Last but not least, we have a line that is commented. This was on purpose. The getUserPreferences method will make the call to the API method we want to use. So let’s uncomment that line, and implement the method below.

/**
* This function will request the Reddit API for the user information
*
* @param $client The client ID
* @param $accessToken The access token given
*/

public function getUserPreferences( $client, $accessToken )
{

    $params = array("code" => $_GET["code"], "redirect_uri" => $this->redirectUrl);
    $response = $client->getAccessToken($accessToken, "authorization_code", $params);

    $accessTokenResult = $response["result"];
    $client->setAccessToken($accessTokenResult["access_token"]);
    $client->setAccessTokenType(OAuth2\Client::ACCESS_TOKEN_BEARER);

    $response = $client->fetch("https://oauth.reddit.com/api/v1/me.json");

    echo('<strong>Response for fetch me.json:</strong><pre>');
    print_r($response);
    echo('</pre>');
}

We are obtaining the access token and using it in our call to fetch information from https://oauth.reddit.com/api/v1/me.json. This GET method will return the identity of the user currently authenticated. The answer will be a json array.

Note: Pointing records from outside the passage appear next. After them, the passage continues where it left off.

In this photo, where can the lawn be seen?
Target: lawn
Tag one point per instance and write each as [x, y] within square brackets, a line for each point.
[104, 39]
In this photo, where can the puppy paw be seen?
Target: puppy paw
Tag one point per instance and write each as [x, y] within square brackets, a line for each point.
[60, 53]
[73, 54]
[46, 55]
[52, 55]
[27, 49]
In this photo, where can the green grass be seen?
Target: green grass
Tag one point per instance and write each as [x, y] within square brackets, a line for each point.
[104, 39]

If we run it, we will be taken to a login page, just like it is supposed to happen with OAuth. After logging in, we will be prompted with this page:

Allow access

Just click allow, and if everything went right, we should have a json array containing all the information about the user we just authenticated with.

This is how we authenticate with the Reddit API. We can now take a deeper look at the documentation and check all the great things we can make with it.

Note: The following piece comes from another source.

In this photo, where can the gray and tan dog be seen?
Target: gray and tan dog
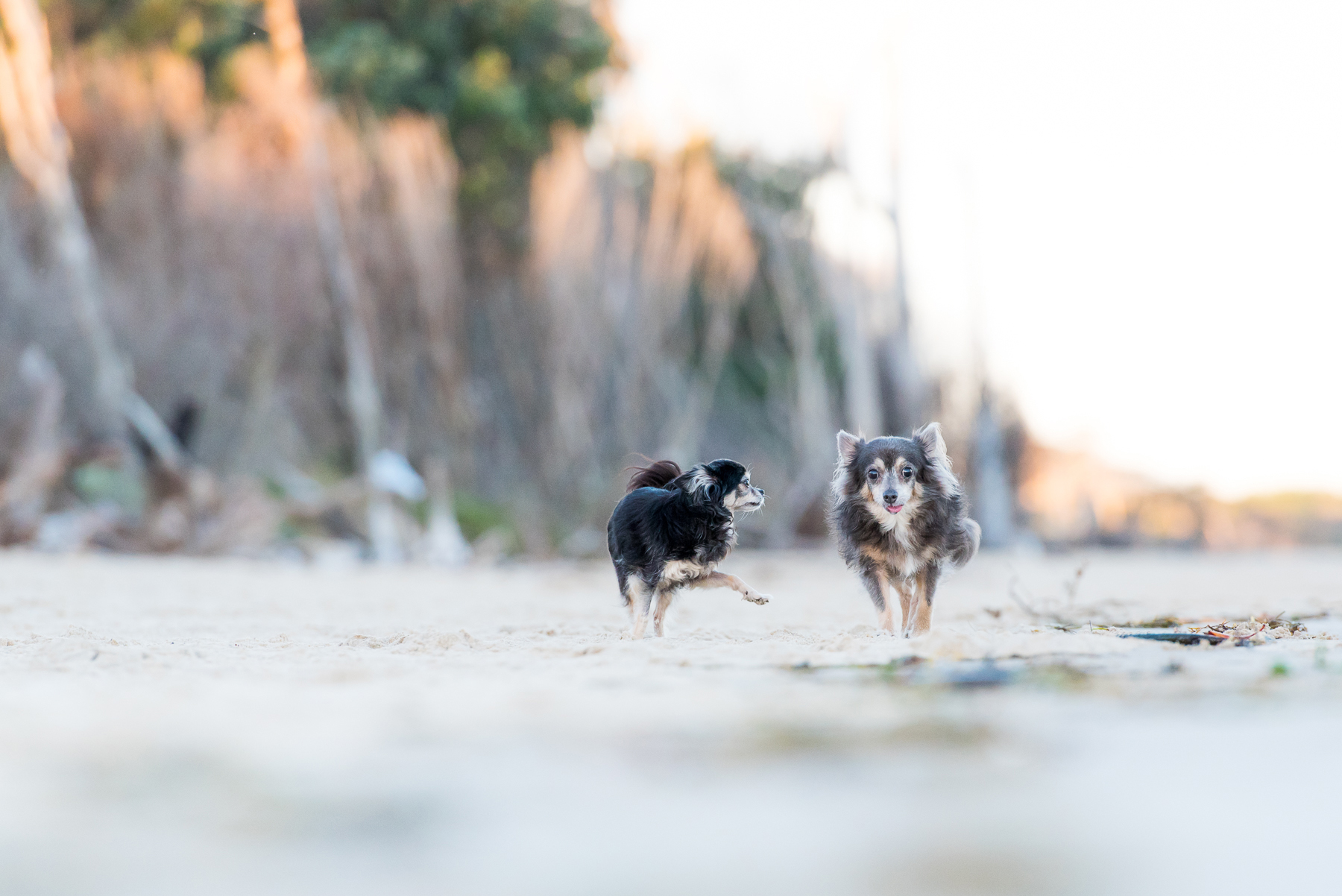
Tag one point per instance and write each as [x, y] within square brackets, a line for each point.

All the code can be found in this github repository.

Conclusion

We learned how to to use the search functionality of the Reddit API and took a first look at authenticating and using the methods that require a logged in user. But, we just scratched the surface.

The possibilities are huge because the Reddit API gives us access to an almost endless knowledge pool. Be sure to check the entire Reddit API documentation as it offers much more, and do let us know if you build anything interesting!